Top Ten Tuesday – My Favourite Books from the First Half of 2022

Top Ten Tuesday is a weekly meme that currently resides at The Artsy Reader Girl and features bloggers sharing lists on various book topics.  The official topic for this week’s Top Ten Tuesday involved listing your favourite upcoming books for Winter 2022.  However, as I had already done this list a few weeks ago, I thought I would instead take this opportunity to celebrate the fact that we are already nearly into the second half of 2022.

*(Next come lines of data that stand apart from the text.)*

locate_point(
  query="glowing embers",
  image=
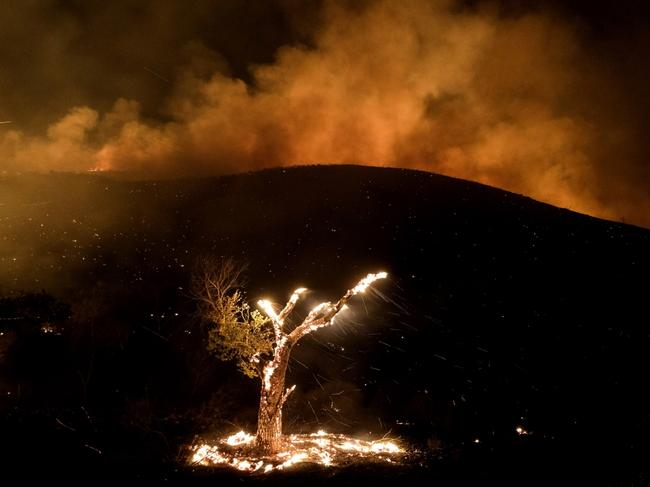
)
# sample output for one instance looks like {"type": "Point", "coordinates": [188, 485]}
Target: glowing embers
{"type": "Point", "coordinates": [367, 281]}
{"type": "Point", "coordinates": [236, 451]}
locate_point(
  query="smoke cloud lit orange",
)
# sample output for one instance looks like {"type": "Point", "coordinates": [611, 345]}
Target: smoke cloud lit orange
{"type": "Point", "coordinates": [502, 100]}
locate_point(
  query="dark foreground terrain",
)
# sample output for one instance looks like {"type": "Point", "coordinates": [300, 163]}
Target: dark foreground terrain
{"type": "Point", "coordinates": [511, 343]}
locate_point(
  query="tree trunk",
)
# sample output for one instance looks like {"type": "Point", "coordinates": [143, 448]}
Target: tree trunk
{"type": "Point", "coordinates": [272, 397]}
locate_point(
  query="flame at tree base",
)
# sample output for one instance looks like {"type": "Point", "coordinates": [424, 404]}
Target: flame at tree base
{"type": "Point", "coordinates": [325, 449]}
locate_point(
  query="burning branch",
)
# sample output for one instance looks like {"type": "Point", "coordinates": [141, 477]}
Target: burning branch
{"type": "Point", "coordinates": [245, 335]}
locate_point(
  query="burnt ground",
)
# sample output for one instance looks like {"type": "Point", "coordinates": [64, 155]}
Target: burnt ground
{"type": "Point", "coordinates": [500, 312]}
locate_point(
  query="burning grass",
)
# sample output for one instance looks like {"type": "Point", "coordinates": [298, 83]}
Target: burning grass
{"type": "Point", "coordinates": [237, 452]}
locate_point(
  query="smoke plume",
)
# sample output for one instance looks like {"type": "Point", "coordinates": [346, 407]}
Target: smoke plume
{"type": "Point", "coordinates": [526, 100]}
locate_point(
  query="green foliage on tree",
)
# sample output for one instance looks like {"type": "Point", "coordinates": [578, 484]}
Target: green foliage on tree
{"type": "Point", "coordinates": [234, 331]}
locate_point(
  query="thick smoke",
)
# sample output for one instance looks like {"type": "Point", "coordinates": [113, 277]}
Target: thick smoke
{"type": "Point", "coordinates": [519, 101]}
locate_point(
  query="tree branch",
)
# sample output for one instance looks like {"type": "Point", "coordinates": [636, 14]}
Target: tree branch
{"type": "Point", "coordinates": [286, 394]}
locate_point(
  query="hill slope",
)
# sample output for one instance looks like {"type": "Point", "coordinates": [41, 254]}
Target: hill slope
{"type": "Point", "coordinates": [501, 311]}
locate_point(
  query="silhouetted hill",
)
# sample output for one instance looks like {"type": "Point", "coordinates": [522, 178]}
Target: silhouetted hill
{"type": "Point", "coordinates": [500, 311]}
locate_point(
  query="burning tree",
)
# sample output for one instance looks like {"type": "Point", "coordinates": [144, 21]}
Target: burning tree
{"type": "Point", "coordinates": [260, 343]}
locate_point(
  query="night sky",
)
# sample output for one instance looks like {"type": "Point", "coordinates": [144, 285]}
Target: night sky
{"type": "Point", "coordinates": [546, 99]}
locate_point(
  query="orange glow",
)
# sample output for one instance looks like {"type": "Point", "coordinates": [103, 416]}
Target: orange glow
{"type": "Point", "coordinates": [320, 448]}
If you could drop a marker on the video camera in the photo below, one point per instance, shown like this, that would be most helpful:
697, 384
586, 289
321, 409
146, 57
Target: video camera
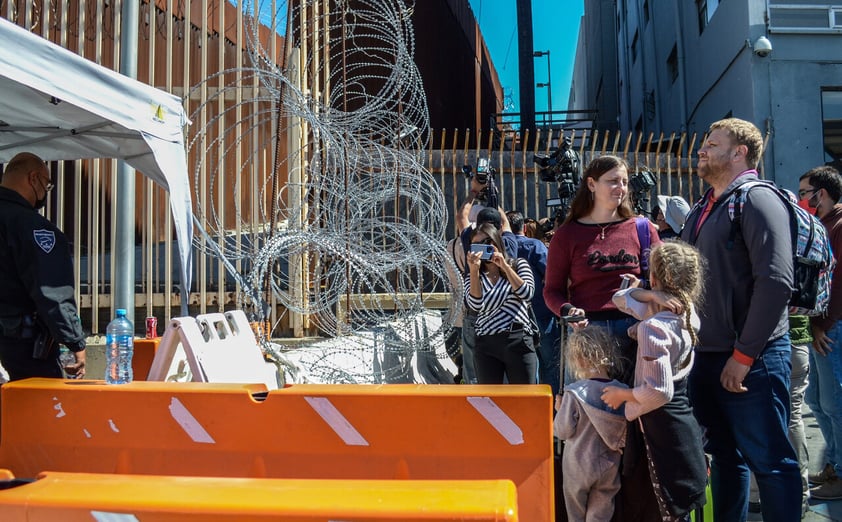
563, 167
639, 186
484, 176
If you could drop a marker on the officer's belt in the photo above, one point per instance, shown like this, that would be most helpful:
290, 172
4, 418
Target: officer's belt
18, 327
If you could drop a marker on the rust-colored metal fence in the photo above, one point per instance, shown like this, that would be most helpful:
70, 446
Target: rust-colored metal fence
182, 44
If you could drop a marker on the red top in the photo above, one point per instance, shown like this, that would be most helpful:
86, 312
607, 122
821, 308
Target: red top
593, 266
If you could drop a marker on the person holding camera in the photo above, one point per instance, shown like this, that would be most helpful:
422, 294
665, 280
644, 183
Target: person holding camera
498, 289
472, 215
37, 305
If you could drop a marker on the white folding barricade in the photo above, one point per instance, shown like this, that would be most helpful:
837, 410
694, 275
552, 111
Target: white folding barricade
212, 347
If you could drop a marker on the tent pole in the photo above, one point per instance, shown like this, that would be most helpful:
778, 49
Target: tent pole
124, 249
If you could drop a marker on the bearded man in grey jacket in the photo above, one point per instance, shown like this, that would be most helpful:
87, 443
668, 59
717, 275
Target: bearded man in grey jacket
739, 386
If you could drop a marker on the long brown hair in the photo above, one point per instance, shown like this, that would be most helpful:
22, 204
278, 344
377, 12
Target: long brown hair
583, 200
680, 269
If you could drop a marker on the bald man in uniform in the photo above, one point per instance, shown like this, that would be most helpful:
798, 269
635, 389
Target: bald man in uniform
37, 306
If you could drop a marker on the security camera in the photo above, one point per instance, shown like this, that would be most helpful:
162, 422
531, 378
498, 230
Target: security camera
762, 47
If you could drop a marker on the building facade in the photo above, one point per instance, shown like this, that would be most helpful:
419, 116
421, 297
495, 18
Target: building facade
681, 65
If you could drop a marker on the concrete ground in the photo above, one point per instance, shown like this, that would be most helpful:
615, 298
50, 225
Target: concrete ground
820, 510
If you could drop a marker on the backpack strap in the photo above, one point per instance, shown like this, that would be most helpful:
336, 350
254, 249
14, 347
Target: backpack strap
737, 199
642, 225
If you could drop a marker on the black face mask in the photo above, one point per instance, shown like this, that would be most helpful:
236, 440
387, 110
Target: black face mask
42, 202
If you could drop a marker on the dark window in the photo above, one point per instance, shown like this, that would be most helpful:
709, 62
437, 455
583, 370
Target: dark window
672, 64
702, 7
832, 125
706, 9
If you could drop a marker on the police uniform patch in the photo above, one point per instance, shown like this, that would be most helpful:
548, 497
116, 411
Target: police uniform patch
45, 239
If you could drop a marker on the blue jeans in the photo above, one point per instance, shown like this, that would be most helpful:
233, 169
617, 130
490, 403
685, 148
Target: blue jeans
469, 342
749, 432
549, 354
824, 395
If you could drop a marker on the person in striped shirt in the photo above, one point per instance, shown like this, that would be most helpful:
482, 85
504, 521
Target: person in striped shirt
499, 290
659, 401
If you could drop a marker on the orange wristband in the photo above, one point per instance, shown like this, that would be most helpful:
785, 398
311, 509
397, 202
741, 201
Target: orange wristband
742, 358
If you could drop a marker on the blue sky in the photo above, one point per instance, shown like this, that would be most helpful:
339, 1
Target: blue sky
555, 28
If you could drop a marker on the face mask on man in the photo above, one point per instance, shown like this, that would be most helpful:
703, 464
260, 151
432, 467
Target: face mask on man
806, 204
42, 201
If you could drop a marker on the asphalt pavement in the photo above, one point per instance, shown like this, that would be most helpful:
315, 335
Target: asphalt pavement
820, 510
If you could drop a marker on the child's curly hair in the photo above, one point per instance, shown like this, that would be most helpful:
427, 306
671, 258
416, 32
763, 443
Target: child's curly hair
592, 349
680, 270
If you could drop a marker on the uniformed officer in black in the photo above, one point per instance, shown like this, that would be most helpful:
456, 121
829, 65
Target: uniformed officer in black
37, 306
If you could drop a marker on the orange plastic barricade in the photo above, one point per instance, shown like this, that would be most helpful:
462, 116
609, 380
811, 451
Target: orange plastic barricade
72, 497
346, 432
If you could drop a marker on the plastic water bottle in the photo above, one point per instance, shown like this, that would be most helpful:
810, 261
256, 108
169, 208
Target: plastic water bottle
119, 347
66, 358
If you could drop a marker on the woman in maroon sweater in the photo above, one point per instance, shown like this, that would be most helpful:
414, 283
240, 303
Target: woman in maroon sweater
589, 256
595, 249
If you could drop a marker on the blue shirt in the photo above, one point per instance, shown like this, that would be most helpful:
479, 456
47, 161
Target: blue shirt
535, 253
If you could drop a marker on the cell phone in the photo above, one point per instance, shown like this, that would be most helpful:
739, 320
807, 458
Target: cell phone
486, 251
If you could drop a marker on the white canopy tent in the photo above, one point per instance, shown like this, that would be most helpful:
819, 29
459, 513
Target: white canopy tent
61, 106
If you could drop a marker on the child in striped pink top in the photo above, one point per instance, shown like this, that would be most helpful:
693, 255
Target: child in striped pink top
658, 401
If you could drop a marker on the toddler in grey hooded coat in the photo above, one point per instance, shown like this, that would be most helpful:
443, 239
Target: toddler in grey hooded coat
593, 432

2022 has already proven to be a pretty fantastic year for books, and I have already read some incredible 2022 releases, including impressive standalone books, amazing new entries in established series and fantastic debuts.  Because of this, I thought that I would take the time to work out what my top ten favourite books from the first half of 2022 were.  To be eligible, a book had to be released in the first half of this year in some form.  I have also excluded any books released during this period that I have not so far read, although a couple of releases I have my eye on might have appeared on this list if I had read them in time.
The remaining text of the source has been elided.